Two conda installs with vastly different pytorch performance

deepbrain · May 8, 2018, 2:25am

I have two anaconda python installs - the older anaconda install runs my network 2-3x faster than the newer install. The pytorch is compiled from sources with identical options. Both installs run on the same machine and have seemingly the same packages installed with slightly different versions. I cant’t figure out why one of the conda installs is much more CPU intensive. The CPU on a slower install runs at 600-700% utilization while on a faster install it runs at 160% utilization. I could include the package lists and compile logs, but they are very large.

Does anyone have any ideas why it could behave like this?

I am curious what could be the reason of the slowdown.

SimonW · May 8, 2018, 4:49am

Try ldd and see which blas they bind to.

deepbrain · May 8, 2018, 3:15pm

Thank you, this helped a lot! The faster version was using openblas while the slower used the MKL. The new conda by default uses the MKL. Once I run "conda install nomkl "on the MKL version to remove the MKL, the performance increased 2x and the CPU utilization dropped 5x. I wonder why would the default MKL version in conda be much slower than the openblas?

SimonW · May 8, 2018, 4:55pm

Are you happening to use AMD CPUs by any chance?

deepbrain · May 8, 2018, 5:13pm

Actually I used a variety of Intel CPUs: 3 or 4 Intel i7 Gen 6,7, and 8. I used Cuda 8.0, 9.0, 9.1, cudnn 7.0, 7.1 and Nvidia GTX 1080ti GPUs. In all cases the GPUs are all severely underutilized when MKL is used. If I switch to openblas, the performance improves.

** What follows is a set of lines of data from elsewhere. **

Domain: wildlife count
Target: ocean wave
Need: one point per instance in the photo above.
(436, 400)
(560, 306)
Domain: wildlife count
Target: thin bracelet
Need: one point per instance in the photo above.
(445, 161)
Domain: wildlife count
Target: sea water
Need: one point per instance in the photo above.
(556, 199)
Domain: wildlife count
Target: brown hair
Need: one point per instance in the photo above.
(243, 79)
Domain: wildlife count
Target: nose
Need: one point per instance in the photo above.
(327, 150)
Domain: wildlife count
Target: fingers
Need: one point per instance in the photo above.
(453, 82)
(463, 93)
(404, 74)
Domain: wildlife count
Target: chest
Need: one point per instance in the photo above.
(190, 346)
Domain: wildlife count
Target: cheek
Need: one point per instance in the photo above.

I know that MKL is supposed to be faster than openblas, but in all instances I get much slower performance with pytorch - CPU usage spikes 3-5x and GPU utilization drops 2-3x. This is counter intuitive and I spent a lot of time trying to figure it out. Could it be a bug?

colesbury · May 8, 2018, 5:54pm

Try adjusting the environment variable OMP_NUM_THREADS which affects the number of threads used by MKL (and usually OpenBLAS) for parallel workloads. The default is the number of virtual CPUs which is often too high on multi-core multi-socket systems. Try setting it to half the number of vCPUs or even fewer.

For example:

OMP_NUM_THREADS=8 python myscript.py

deepbrain · June 1, 2018, 6:13pm

Thank you! After some experimenting, I get almost the same speeds with the MKL. OMP_NUM_THREADS=1 or 2 works best for me. The default setting slows it a lot. I wonder why would the OMP_NUM_THREADS be too high by default? My setup could be specific to my research, but it seems that it could be slowing other jobs too. I guess with cuda and cudnn, MKL takes on very small chunks of data and if you split it in many threads, the thread setup overhead is killing the job.

Zhang_Chi · May 30, 2019, 5:09am

hi how do you use ldd to check which blas they bind to? what the command looks like?